Hi all, I’m new to the forum, but a huge fan of LanguageTool. I’m hoping someone can help me figure out why a rule I have written produces gratuitous, low-quality suggestions.
The best way to communicate the issue is to provide three versions of the rule: version 1 contains a single suggestion element, version 2 another single suggestion element, and finally version 3 contains both suggestion elements (from version 1 and version 2). The corrections generated by the third version, however, are out of line with the previous two versions (both in terms of their number and their content).
All three versions of the rule pass autotest–i.e., the correction set indicated in each version is the correction set the rule in fact produces.
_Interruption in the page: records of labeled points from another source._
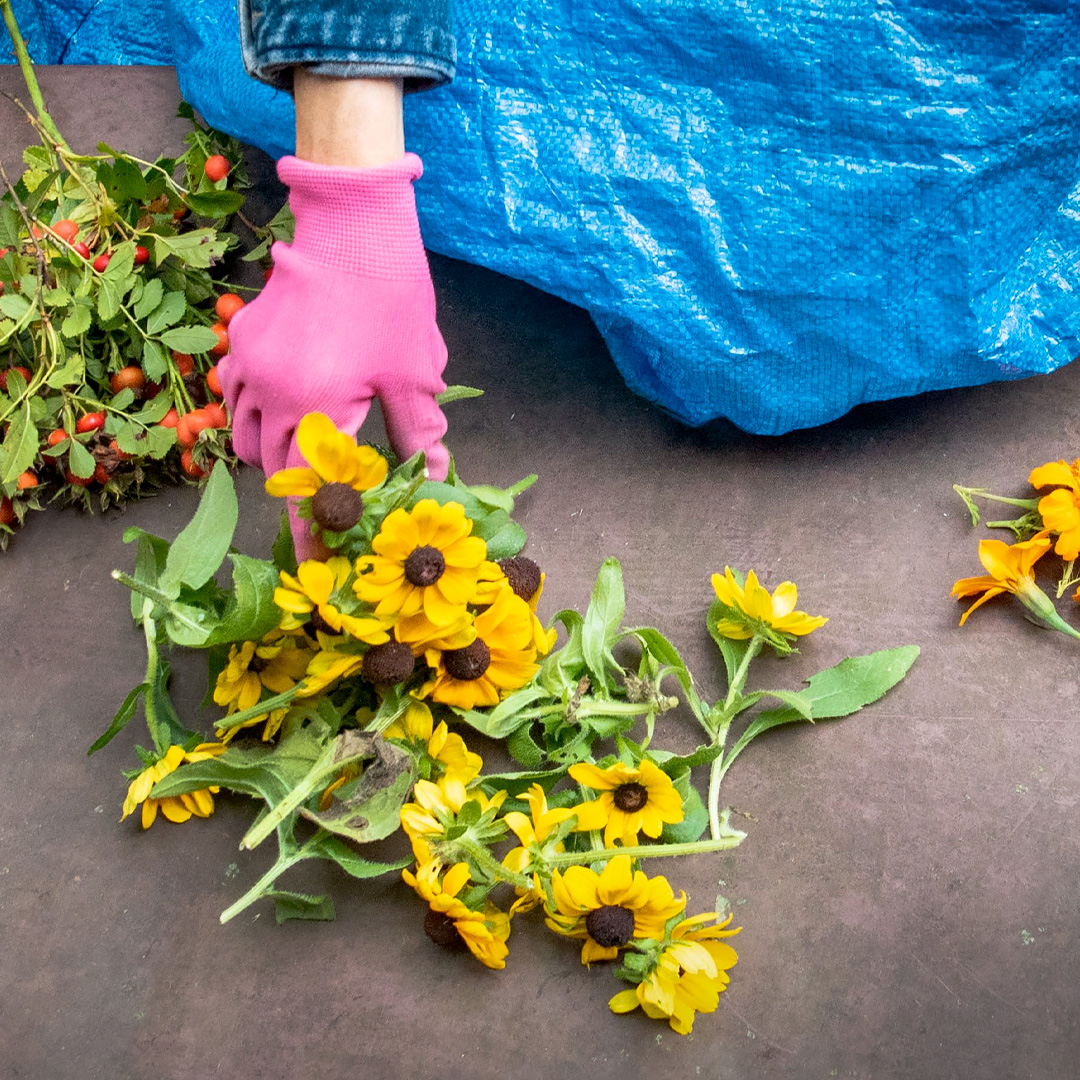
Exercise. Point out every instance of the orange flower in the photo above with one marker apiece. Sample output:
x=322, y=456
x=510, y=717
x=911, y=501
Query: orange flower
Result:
x=1061, y=509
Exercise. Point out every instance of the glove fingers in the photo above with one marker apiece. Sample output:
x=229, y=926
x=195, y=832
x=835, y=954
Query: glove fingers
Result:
x=416, y=422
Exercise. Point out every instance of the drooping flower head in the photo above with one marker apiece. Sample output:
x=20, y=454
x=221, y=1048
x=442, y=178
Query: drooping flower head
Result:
x=308, y=597
x=610, y=908
x=751, y=609
x=442, y=751
x=500, y=658
x=175, y=808
x=1010, y=569
x=631, y=800
x=338, y=472
x=532, y=834
x=450, y=923
x=689, y=974
x=278, y=663
x=426, y=559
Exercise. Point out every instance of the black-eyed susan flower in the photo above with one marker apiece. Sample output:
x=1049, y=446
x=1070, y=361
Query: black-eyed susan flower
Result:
x=278, y=663
x=426, y=559
x=532, y=834
x=338, y=472
x=689, y=975
x=450, y=923
x=444, y=748
x=1010, y=569
x=175, y=808
x=436, y=806
x=501, y=658
x=631, y=800
x=610, y=908
x=311, y=594
x=753, y=610
x=1061, y=509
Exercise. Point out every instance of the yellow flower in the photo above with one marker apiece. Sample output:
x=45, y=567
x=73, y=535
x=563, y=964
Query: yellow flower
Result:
x=334, y=458
x=532, y=831
x=426, y=559
x=278, y=663
x=450, y=923
x=752, y=608
x=325, y=667
x=309, y=594
x=501, y=658
x=1009, y=570
x=690, y=974
x=610, y=908
x=437, y=804
x=1061, y=509
x=631, y=801
x=441, y=744
x=176, y=808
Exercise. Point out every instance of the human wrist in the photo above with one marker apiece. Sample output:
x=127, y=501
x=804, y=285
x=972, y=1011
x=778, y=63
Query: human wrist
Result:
x=359, y=220
x=348, y=122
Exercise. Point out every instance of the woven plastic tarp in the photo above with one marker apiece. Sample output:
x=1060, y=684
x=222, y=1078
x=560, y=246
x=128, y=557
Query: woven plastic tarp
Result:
x=773, y=211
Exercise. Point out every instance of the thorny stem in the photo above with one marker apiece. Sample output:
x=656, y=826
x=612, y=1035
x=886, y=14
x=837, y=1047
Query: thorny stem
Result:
x=26, y=65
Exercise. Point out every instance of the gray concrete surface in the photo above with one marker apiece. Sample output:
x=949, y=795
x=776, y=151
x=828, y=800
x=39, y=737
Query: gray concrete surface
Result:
x=908, y=886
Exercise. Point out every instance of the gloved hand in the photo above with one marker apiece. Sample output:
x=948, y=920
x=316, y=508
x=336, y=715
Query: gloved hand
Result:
x=349, y=313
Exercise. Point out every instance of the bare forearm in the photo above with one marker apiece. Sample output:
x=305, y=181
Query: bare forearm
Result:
x=352, y=122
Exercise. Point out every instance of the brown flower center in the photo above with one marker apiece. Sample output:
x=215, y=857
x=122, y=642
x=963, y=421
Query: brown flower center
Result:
x=319, y=623
x=389, y=663
x=424, y=566
x=468, y=663
x=337, y=507
x=631, y=797
x=523, y=575
x=441, y=929
x=610, y=926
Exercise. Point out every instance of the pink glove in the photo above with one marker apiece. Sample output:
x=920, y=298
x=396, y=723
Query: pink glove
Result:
x=349, y=313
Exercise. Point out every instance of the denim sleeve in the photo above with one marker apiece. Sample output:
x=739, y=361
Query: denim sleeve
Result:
x=412, y=40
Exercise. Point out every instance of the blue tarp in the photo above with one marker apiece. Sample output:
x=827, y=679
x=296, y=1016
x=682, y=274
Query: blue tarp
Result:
x=773, y=211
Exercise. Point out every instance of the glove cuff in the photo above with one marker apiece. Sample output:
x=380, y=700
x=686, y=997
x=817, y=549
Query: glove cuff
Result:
x=359, y=220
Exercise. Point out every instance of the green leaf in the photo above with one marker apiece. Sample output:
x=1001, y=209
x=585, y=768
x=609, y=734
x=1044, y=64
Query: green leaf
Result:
x=71, y=372
x=331, y=847
x=199, y=248
x=149, y=562
x=199, y=550
x=300, y=905
x=602, y=622
x=505, y=717
x=19, y=446
x=152, y=293
x=662, y=649
x=732, y=651
x=124, y=714
x=80, y=460
x=77, y=323
x=190, y=338
x=167, y=312
x=373, y=810
x=283, y=551
x=264, y=771
x=214, y=203
x=837, y=691
x=694, y=820
x=523, y=748
x=251, y=611
x=153, y=365
x=14, y=306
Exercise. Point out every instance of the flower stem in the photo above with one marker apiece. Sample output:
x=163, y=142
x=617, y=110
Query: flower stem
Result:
x=26, y=65
x=644, y=851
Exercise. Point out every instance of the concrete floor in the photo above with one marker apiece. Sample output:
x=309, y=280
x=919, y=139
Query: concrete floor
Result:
x=908, y=886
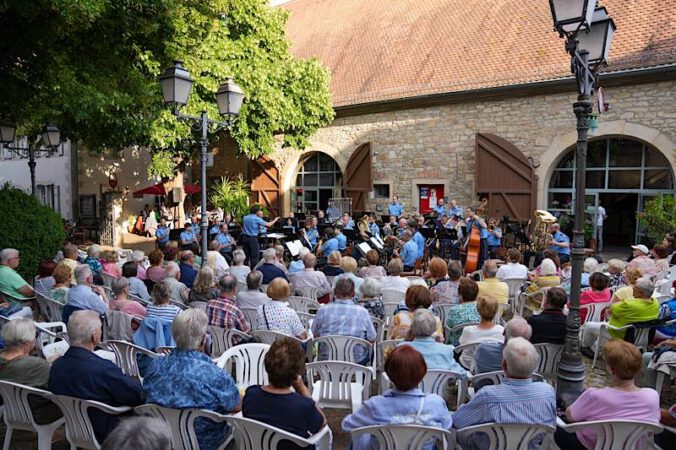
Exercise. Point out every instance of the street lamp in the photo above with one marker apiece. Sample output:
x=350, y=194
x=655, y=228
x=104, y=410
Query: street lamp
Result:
x=51, y=138
x=588, y=32
x=176, y=85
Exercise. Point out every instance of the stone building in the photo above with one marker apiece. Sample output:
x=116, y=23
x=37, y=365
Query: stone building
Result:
x=465, y=99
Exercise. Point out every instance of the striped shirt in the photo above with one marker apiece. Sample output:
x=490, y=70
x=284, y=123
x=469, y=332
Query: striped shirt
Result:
x=512, y=401
x=164, y=312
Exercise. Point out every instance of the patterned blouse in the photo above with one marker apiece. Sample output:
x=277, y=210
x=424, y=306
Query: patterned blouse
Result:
x=277, y=316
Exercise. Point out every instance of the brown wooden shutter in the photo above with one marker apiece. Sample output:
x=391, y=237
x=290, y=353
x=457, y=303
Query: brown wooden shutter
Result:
x=265, y=184
x=506, y=176
x=358, y=179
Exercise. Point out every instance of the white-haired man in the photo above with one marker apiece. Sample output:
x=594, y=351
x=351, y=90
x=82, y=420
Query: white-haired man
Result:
x=81, y=373
x=187, y=378
x=516, y=400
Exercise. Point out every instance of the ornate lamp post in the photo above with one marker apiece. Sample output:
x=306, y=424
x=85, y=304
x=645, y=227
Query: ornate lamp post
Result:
x=176, y=85
x=588, y=32
x=50, y=136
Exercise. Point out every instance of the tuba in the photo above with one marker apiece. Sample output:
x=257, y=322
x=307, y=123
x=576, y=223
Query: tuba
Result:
x=541, y=234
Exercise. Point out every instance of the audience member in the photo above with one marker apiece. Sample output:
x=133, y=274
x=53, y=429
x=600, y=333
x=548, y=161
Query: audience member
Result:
x=486, y=331
x=342, y=317
x=620, y=400
x=81, y=373
x=187, y=378
x=252, y=297
x=406, y=403
x=549, y=327
x=416, y=297
x=516, y=400
x=285, y=366
x=223, y=311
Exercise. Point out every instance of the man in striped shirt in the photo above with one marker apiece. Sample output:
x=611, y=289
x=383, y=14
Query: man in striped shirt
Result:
x=223, y=312
x=516, y=400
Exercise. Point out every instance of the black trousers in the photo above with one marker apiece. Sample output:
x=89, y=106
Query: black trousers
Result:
x=251, y=249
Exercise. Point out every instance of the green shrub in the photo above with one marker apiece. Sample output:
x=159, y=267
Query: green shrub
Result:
x=30, y=227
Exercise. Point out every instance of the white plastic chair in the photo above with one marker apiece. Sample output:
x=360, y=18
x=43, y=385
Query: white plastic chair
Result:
x=338, y=384
x=224, y=338
x=616, y=434
x=549, y=354
x=79, y=431
x=18, y=415
x=505, y=436
x=340, y=348
x=406, y=437
x=249, y=363
x=125, y=356
x=250, y=434
x=181, y=422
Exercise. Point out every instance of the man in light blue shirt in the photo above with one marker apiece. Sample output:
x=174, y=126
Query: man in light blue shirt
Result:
x=395, y=208
x=251, y=226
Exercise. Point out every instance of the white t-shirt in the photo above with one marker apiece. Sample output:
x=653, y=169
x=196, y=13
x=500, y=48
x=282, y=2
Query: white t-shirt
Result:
x=474, y=334
x=512, y=270
x=600, y=214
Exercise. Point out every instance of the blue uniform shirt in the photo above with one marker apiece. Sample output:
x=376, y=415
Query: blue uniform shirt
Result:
x=342, y=241
x=395, y=209
x=561, y=237
x=251, y=225
x=162, y=235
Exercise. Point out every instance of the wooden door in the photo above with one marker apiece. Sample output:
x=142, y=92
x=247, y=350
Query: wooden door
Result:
x=358, y=179
x=506, y=177
x=265, y=184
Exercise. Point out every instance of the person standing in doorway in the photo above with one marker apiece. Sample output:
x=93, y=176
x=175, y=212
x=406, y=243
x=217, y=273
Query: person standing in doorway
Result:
x=600, y=217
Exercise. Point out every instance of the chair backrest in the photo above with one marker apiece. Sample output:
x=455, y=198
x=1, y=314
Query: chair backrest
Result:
x=253, y=435
x=338, y=383
x=549, y=354
x=507, y=436
x=406, y=437
x=619, y=434
x=79, y=431
x=180, y=421
x=125, y=355
x=340, y=348
x=251, y=315
x=224, y=338
x=17, y=411
x=249, y=363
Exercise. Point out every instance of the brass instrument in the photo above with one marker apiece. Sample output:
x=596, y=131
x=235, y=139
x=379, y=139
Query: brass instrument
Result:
x=540, y=234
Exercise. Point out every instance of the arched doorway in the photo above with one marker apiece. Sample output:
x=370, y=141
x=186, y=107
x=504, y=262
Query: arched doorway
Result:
x=622, y=174
x=317, y=179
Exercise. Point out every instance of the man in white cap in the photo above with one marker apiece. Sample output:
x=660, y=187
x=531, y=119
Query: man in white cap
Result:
x=641, y=260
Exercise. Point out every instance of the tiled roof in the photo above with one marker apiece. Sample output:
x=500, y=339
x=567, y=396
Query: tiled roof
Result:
x=389, y=49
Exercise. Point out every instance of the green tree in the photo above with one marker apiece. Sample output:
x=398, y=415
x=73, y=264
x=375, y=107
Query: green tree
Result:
x=30, y=227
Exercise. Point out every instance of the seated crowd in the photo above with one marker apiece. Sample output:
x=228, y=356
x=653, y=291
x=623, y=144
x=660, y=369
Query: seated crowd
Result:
x=175, y=302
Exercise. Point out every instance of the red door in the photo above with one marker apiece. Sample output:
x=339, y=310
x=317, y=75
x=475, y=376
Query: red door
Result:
x=429, y=195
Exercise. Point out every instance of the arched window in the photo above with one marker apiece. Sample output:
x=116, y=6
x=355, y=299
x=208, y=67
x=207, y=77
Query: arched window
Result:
x=318, y=179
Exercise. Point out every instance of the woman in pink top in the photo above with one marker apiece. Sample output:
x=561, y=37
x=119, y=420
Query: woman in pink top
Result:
x=599, y=292
x=120, y=287
x=621, y=400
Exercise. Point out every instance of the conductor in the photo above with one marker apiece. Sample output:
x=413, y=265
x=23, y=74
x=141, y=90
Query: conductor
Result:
x=251, y=226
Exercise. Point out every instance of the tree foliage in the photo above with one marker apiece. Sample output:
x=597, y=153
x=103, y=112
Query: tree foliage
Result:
x=30, y=227
x=91, y=66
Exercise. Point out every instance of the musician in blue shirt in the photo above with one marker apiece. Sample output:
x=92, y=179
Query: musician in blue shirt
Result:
x=162, y=234
x=188, y=237
x=409, y=251
x=560, y=243
x=395, y=208
x=251, y=226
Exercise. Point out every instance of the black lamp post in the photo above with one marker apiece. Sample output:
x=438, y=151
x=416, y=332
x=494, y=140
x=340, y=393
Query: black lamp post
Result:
x=176, y=85
x=51, y=138
x=588, y=32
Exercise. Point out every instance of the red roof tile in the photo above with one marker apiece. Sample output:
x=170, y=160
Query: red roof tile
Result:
x=389, y=49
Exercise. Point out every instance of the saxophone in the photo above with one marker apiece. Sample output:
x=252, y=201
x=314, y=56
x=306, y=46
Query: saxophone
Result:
x=541, y=234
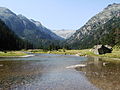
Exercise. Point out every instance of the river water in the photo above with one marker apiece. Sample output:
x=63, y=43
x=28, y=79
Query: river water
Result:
x=49, y=72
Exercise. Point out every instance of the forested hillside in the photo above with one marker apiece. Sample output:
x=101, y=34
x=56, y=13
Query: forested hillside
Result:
x=103, y=28
x=10, y=41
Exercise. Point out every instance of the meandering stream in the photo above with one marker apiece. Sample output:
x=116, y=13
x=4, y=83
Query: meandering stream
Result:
x=46, y=72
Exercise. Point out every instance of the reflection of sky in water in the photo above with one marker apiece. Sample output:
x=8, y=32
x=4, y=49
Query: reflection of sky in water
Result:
x=43, y=72
x=103, y=74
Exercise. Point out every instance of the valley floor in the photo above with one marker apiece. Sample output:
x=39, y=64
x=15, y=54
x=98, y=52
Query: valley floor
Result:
x=12, y=54
x=86, y=52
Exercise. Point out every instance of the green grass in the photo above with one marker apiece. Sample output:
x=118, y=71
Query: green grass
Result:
x=12, y=53
x=86, y=52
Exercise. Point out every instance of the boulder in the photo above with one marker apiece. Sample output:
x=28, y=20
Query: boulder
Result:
x=102, y=49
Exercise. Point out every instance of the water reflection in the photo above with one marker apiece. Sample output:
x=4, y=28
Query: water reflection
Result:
x=103, y=74
x=16, y=73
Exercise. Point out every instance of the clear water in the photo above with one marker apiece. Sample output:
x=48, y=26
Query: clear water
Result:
x=43, y=72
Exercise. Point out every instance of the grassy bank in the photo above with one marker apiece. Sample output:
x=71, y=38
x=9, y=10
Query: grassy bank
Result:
x=86, y=52
x=12, y=54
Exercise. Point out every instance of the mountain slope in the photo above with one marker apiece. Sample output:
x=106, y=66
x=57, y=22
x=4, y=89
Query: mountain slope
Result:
x=91, y=33
x=9, y=41
x=25, y=28
x=64, y=33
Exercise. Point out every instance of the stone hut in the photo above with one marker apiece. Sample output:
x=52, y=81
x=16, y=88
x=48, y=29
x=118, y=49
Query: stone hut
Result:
x=102, y=49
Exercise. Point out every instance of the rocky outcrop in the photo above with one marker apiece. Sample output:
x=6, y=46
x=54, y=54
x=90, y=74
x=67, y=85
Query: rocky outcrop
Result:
x=101, y=49
x=26, y=28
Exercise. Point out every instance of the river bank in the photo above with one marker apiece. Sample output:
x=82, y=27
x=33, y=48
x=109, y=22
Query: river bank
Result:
x=12, y=54
x=86, y=52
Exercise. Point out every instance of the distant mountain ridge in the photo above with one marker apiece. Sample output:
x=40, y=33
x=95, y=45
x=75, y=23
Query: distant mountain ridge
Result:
x=28, y=29
x=93, y=31
x=10, y=41
x=64, y=33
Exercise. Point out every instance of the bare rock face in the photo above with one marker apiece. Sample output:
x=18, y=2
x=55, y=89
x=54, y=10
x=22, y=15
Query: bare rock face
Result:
x=102, y=49
x=28, y=29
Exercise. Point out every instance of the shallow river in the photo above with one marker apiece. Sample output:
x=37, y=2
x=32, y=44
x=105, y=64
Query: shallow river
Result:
x=49, y=72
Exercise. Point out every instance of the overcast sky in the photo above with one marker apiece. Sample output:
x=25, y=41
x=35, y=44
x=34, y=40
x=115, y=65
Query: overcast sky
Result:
x=58, y=14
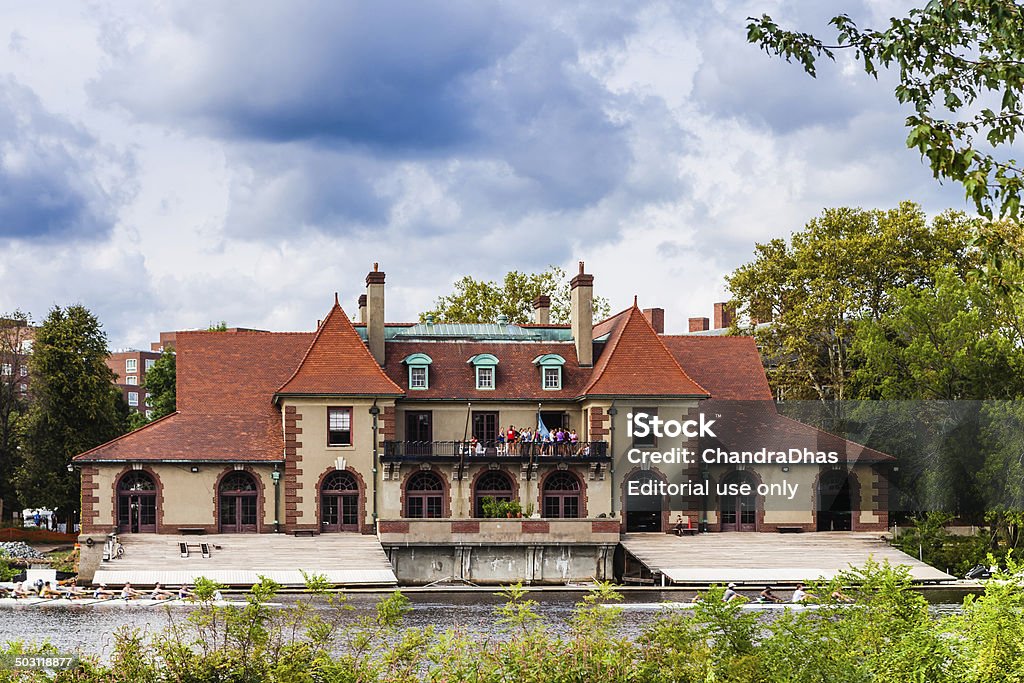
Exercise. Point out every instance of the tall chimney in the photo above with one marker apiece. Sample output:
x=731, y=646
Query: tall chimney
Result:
x=656, y=318
x=723, y=314
x=542, y=309
x=582, y=315
x=375, y=313
x=698, y=324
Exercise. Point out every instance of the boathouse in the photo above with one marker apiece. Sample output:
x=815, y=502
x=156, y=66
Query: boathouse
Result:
x=397, y=431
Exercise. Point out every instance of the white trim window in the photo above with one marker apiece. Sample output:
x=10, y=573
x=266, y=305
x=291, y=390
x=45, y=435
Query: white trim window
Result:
x=485, y=366
x=485, y=377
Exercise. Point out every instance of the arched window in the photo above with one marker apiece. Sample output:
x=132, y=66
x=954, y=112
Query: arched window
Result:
x=340, y=502
x=424, y=494
x=238, y=497
x=561, y=496
x=494, y=484
x=136, y=503
x=739, y=512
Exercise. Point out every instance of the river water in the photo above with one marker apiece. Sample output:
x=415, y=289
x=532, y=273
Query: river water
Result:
x=89, y=631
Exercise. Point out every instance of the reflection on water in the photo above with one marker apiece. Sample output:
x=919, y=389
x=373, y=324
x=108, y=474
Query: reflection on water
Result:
x=90, y=631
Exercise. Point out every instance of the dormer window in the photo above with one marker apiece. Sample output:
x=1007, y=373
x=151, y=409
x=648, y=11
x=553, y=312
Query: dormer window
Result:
x=419, y=371
x=551, y=371
x=485, y=366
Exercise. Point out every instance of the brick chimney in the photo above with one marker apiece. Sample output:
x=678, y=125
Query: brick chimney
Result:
x=542, y=309
x=656, y=318
x=582, y=315
x=723, y=314
x=375, y=313
x=698, y=324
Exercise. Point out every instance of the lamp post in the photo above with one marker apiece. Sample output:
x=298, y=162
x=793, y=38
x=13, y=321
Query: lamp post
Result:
x=374, y=412
x=275, y=477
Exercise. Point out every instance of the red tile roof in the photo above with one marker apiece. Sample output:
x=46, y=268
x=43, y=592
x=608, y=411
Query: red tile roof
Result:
x=635, y=363
x=516, y=376
x=753, y=425
x=728, y=367
x=225, y=381
x=338, y=363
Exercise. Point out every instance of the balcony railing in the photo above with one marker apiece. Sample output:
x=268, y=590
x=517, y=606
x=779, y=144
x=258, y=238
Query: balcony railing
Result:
x=491, y=450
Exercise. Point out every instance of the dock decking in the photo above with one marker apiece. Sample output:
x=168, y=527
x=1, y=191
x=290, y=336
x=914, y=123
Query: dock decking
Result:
x=239, y=559
x=766, y=558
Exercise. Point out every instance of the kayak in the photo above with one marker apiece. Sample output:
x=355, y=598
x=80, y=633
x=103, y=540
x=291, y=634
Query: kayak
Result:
x=120, y=602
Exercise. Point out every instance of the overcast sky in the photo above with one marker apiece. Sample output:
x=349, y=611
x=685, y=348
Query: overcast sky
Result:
x=196, y=162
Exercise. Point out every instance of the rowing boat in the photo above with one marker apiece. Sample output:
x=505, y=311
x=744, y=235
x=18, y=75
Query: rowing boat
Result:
x=121, y=602
x=750, y=606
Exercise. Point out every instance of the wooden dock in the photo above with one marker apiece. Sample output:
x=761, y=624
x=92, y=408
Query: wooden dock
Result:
x=239, y=559
x=765, y=558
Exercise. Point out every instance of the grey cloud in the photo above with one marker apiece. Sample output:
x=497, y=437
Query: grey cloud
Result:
x=48, y=185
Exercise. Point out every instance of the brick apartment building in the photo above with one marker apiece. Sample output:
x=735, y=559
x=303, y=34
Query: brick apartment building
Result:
x=129, y=368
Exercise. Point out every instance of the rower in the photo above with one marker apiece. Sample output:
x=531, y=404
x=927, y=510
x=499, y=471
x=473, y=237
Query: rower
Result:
x=102, y=593
x=129, y=593
x=801, y=595
x=47, y=591
x=160, y=593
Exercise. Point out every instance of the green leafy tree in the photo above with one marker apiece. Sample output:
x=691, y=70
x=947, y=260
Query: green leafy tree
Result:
x=482, y=301
x=844, y=266
x=944, y=341
x=961, y=67
x=15, y=331
x=75, y=407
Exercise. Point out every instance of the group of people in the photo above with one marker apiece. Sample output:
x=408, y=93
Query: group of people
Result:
x=768, y=596
x=524, y=441
x=71, y=590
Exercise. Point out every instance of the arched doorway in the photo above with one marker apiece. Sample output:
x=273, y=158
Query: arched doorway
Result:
x=424, y=496
x=835, y=502
x=738, y=512
x=561, y=496
x=493, y=483
x=137, y=503
x=239, y=503
x=340, y=502
x=643, y=511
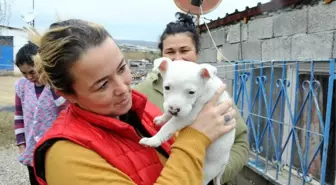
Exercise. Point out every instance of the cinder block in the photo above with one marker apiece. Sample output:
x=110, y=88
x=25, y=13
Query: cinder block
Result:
x=276, y=49
x=312, y=46
x=219, y=36
x=290, y=23
x=322, y=17
x=230, y=51
x=260, y=29
x=205, y=41
x=235, y=33
x=251, y=50
x=209, y=55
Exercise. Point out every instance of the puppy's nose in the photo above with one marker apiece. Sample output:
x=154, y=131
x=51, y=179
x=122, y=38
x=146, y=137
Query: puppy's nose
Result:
x=172, y=108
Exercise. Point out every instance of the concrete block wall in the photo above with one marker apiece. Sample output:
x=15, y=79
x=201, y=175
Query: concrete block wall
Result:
x=295, y=34
x=291, y=34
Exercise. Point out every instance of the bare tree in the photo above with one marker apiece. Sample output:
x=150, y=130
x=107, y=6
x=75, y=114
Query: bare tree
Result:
x=4, y=13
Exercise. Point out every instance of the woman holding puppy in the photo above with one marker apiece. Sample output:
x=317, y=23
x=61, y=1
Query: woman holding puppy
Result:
x=180, y=41
x=95, y=141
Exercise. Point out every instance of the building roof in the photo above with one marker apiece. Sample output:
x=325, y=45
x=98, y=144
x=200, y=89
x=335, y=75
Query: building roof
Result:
x=11, y=28
x=260, y=9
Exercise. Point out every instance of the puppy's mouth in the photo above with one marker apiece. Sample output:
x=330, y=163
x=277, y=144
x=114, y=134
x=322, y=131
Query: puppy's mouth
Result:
x=173, y=113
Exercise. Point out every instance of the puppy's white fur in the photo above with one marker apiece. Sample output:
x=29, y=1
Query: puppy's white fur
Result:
x=187, y=87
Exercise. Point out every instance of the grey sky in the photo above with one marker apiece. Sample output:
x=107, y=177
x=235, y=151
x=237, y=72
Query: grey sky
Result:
x=125, y=19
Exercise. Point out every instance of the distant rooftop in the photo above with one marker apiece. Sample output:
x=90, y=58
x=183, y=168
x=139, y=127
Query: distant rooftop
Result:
x=248, y=13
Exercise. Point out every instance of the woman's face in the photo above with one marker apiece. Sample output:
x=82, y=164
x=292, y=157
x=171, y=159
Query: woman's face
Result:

As you will see below, the third version’s correction set is highly undesirable (the most significant issue is that the word “the” is in parenthesis, but I also note the rule produces 4 corrections when versions 1 and 2 combined only produce 3).
Can anyone provide insight into what causes this behavior and how I might avoid it? Either way, thanks for making such an awesome tool available for me to use!
Version 1:
<rule id="RULE_210936907448054287052768140797021576881" name="prior_to_1">
<pattern>
<token>prior</token>
<token>to</token>
<token postag="JJ.*|DT|N.*" postag_regexp="yes"/>
<token postag="NNS|NNPS" postag_regexp="yes"/>
<token postag="VBG"/>
<token regexp="yes">and|or</token>
<token postag="VBG"/>
</pattern>
<message>This rule works as expected.</message>
<suggestion>before \3 \4 <match no="5" postag="V.*" postag_regexp="yes" postag_replace="VBD"/> \6 <match no="7" postag="V.*" postag_regexp="yes" postag_replace="VBD"/></suggestion>
<example correction="Before the reporters leaved and headed|Before the reporters left and headed"><marker>Prior to the reporters leaving and heading</marker> to the briefing room,</example>
</rule>
Version 2:
<rule id="RULE_210936907448054287052768140797021576882" name="prior_to_2">
<pattern>
<token>prior</token>
<token>to</token>
<token postag="JJ.*|DT|N.*" postag_regexp="yes"/>
<token postag="NNS|NNPS" postag_regexp="yes"/>
<token postag="VBG"/>
<token regexp="yes">and|or</token>
<token postag="VBG"/>
</pattern>
<message>This rule works as expected.</message>
<suggestion>before \3 \4 <match no="5" postag="V.*" postag_regexp="yes" postag_replace="VBP"/> \6 <match no="7" postag="V.*" postag_regexp="yes" postag_replace="VBD"/></suggestion>
<example correction="Before the reporters leave and headed"><marker>Prior to the reporters leaving and heading</marker> to the briefing room,</example>
</rule>
Version 3:
<rule id="RULE_210936907448054287052768140797021576883" name="prior_to_3">
<pattern>
<token>prior</token>
<token>to</token>
<token postag="JJ.*|DT|N.*" postag_regexp="yes"/>
<token postag="NNS|NNPS" postag_regexp="yes"/>
<token postag="VBG"/>
<token regexp="yes">and|or</token>
<token postag="VBG"/>
</pattern>
<message>This rule DOES NOT work as expected.</message>
<suggestion>before \3 \4 <match no="5" postag="V.*" postag_regexp="yes" postag_replace="VBD"/> \6 <match no="7" postag="V.*" postag_regexp="yes" postag_replace="VBD"/></suggestion>
<suggestion>before \3 \4 <match no="5" postag="V.*" postag_regexp="yes" postag_replace="VBP"/> \6 <match no="7" postag="V.*" postag_regexp="yes" postag_replace="VBD"/></suggestion>
<example correction="Before the reporters leaved and headed|Before the reporters left and heading|Before (the) reporters leaved and heading|Before (the) reporters left and heading"><marker>Prior to the reporters leaving and heading</marker> to the briefing room,</example>
</rule>